How the progress bar works
When I first implemented this, it didn’t have a progress bar.
This turned out to be a pretty big problem!
A SQL update that affects 400 rows, each one involving an API call to OpenAI, can take a few minutes to run.
During that time, there is no feedback at all to show you that it’s working, or indicate how far it’s gone.
The UPDATE
statement itself runs inside a transaction, so you can’t even peak in the database to see how it’s going—all 400 rows will appear once, at the end of the query.
I really wanted a progress bar. But how could I implement that? I need it to update as the query progresses, and I also need to know how many API calls it’s going to make in advance in order to correctly display it.
I figured out a neat way of doing this.
The trick is to run the SQL query twice. The first time, implement a dummy chatgpt()
function that counts how many times it has been called but doesn’t make an API call.
Then, at the end of that query... rollback the transaction! This means that the dummy chatgpt()
function will have been called the correct number of times, but the database will be left unchanged.

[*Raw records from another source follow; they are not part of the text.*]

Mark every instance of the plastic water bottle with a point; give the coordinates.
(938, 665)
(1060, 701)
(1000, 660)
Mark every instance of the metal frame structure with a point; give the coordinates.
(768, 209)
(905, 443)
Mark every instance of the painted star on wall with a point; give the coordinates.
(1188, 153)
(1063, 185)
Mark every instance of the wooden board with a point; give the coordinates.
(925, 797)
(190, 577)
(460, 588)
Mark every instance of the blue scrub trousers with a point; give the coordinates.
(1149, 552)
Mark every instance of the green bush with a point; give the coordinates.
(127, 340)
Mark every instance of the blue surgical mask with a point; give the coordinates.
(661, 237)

Now register the “real” chatgpt()
function and run the query a second time.
That second chatgpt()
Python function can increment the counter used by the progress bar each time it’s called.

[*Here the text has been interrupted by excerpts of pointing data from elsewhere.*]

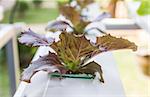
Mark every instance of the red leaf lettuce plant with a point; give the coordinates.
(73, 50)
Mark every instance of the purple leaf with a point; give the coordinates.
(31, 38)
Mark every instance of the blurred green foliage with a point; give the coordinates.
(144, 8)
(37, 3)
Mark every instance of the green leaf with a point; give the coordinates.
(91, 68)
(31, 38)
(71, 14)
(57, 26)
(108, 43)
(71, 49)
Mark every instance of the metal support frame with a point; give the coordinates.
(8, 38)
(11, 66)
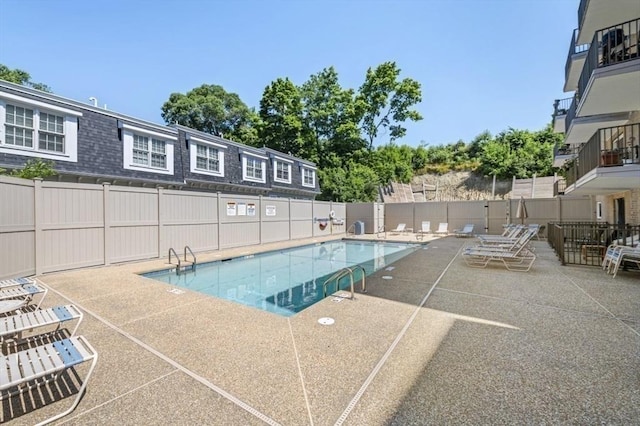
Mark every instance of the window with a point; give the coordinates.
(253, 168)
(308, 177)
(19, 126)
(147, 150)
(206, 157)
(36, 129)
(281, 170)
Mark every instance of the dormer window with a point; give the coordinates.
(282, 170)
(253, 167)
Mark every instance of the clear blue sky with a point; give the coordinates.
(482, 64)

The result is a progress bar that knows how many API calls are going to be made and updates as the query progresses.
Here’s the code that makes that happen.
Is this a good way of doing things?
Even though I managed to get the progress bar working, there are still some big limitations in using a SQL query to do this.
The first is that any query which triggers external API calls via a custom SQL function is inherently time-consuming. This means running a really long transaction, and since SQLite only accepts a single write at a time this means locking the database for writes for a very long time.
That’s OK for a command-line script like this when you’re the only user of the database, but it’s not a good idea for databases that are serving other queries—as I frequently do with SQLite and Datasette.
A much bigger problem though is what happens when something goes wrong. An update ... set col1 = chatgpt(...)
query executes in a single transaction. If you’re running it against 400 rows and something causes an error at row 399, the transaction will rollback and you’ll lose all of the work that DID succeed!
As such, while this is a fun tool for ad-hoc experiments with OpenAI data enrichment, I don’t think it’s a good long-term solution. A better mechanism would enable each individual API call to be written to storage such that problems in later calls don’t discard data collected earlier on.